After the Second Chechen War broke out in 1999, Arsanov announced in October that the State Defense Council "had decided to forbid Chechen leaders from conducting negotiations or getting in touch with Russian Prime Minister Vladimir Putin". He also demanded that the Chechens would only meet with the Russians "on neutral ground"; that an international organization would supervise and implement a Russian-Chechen agreement; and that Russian forces would withdraw from Chechnya. In October, Arsanov "ruled out holding political negotiations with Russia, saying that Chechnya expects Europe and the United States to pressure Russia into ending the military operation." In February 2000, Arsanov, together with Basayev, were reported to have announced the start of "total military actions on the whole of Russian territory." He soon disappeared in Georgia, where he was treated for an injury, appearing publicly in the presence of President Eduard Shevardnadze, and later reportedly moved to Nazran in Ingushetia. He resurfaced in 2001 to call Chechen resistance against Russia "pointless," and Mashkhadov fired him, saying, "He could have fallen into the hands of the Federals at any time and they could've forced him to take part in the negotiations."

===Late life and death===
In February 2003, the AFP reported that Arsanov issued a video call to the Chechen resistance to put stop attacks on pro-Moscow Chechen militias. According to Russian media reports, he became close with Akhmad Kadyrov, the pro-Russian head of the republic, who asked the federal center for an amnesty for Arsanov; other sources state that he and Isa Munayev remained the last commanders still fully loyal to Maskhadov. According to the Kommersant report, Arsanov was detained by the Chechen OMON, led by the former separatist commander Artur Akhmadov. In February 2005, the separatists protested the alleged arrest and detention of Arsanov by the Russians.

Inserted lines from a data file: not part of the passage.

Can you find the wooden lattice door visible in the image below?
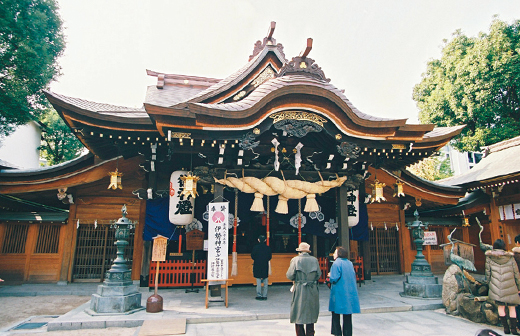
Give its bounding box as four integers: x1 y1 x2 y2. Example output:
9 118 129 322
72 224 134 282
370 225 400 274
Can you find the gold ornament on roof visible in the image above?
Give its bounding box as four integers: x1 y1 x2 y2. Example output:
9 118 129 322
107 168 123 190
181 172 199 198
251 66 276 88
393 180 405 197
269 111 327 127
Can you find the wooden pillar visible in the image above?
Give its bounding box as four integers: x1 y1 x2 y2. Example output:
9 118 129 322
132 200 146 281
337 186 350 258
311 235 318 257
399 206 415 273
489 198 506 244
59 204 77 281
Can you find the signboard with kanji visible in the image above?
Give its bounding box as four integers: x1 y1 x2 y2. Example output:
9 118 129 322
423 231 438 245
169 170 195 225
152 235 168 261
207 202 229 280
186 230 204 251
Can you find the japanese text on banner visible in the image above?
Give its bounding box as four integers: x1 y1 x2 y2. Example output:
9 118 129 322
207 202 229 280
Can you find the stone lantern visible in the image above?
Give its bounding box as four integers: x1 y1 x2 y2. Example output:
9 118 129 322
86 205 144 315
400 210 442 298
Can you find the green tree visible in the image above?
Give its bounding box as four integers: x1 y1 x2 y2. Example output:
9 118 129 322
406 156 453 181
39 108 84 165
413 18 520 151
0 0 65 135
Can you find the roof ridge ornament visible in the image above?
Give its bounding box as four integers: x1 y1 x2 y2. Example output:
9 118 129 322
248 21 285 61
278 38 330 82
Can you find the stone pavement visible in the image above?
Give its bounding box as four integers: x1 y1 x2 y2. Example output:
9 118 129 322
0 275 500 336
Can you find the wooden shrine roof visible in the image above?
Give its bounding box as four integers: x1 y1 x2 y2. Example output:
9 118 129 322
440 136 520 188
42 24 464 169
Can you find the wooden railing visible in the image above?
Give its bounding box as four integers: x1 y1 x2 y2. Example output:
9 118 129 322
148 257 358 288
148 260 206 287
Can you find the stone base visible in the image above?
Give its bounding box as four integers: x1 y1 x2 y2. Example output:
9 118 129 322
86 285 144 315
400 275 442 299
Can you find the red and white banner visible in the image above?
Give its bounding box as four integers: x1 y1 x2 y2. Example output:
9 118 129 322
498 203 520 220
207 202 229 280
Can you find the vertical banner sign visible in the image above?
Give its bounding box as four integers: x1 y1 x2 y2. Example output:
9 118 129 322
152 235 168 261
207 202 229 280
169 170 195 225
347 190 359 227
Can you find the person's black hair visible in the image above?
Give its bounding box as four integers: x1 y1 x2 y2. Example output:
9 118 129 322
336 246 348 259
493 238 506 250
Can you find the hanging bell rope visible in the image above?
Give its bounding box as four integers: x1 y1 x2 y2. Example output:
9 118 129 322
215 172 347 214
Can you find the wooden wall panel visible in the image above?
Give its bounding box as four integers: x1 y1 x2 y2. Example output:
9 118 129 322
0 254 27 282
367 203 400 226
75 197 140 220
27 253 61 282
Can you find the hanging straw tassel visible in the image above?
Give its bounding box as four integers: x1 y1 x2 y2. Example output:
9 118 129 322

On 15 May 2005, Russia announced that during a raid in the village of Ivanovo, a suburb of Grozny, pro-Russian police and militia forces killed four militants, including Arsanov. The death was shrouded in mystery; the bodies were reported to be burned too badly to be identified, and separatists alleged that Arsanov was actually in Russian custody at the time. According to some reports, Arsanov was held in Ramzan Kadyrov's private prison in Tsentoroi and unsuccessfully tortured there in an attempt to make him cooperate with the young Kadyrov against Maskhadov. The Moscow Times also reported that Arsanov was being tortured at an unofficial prison run by Kadyrov in February.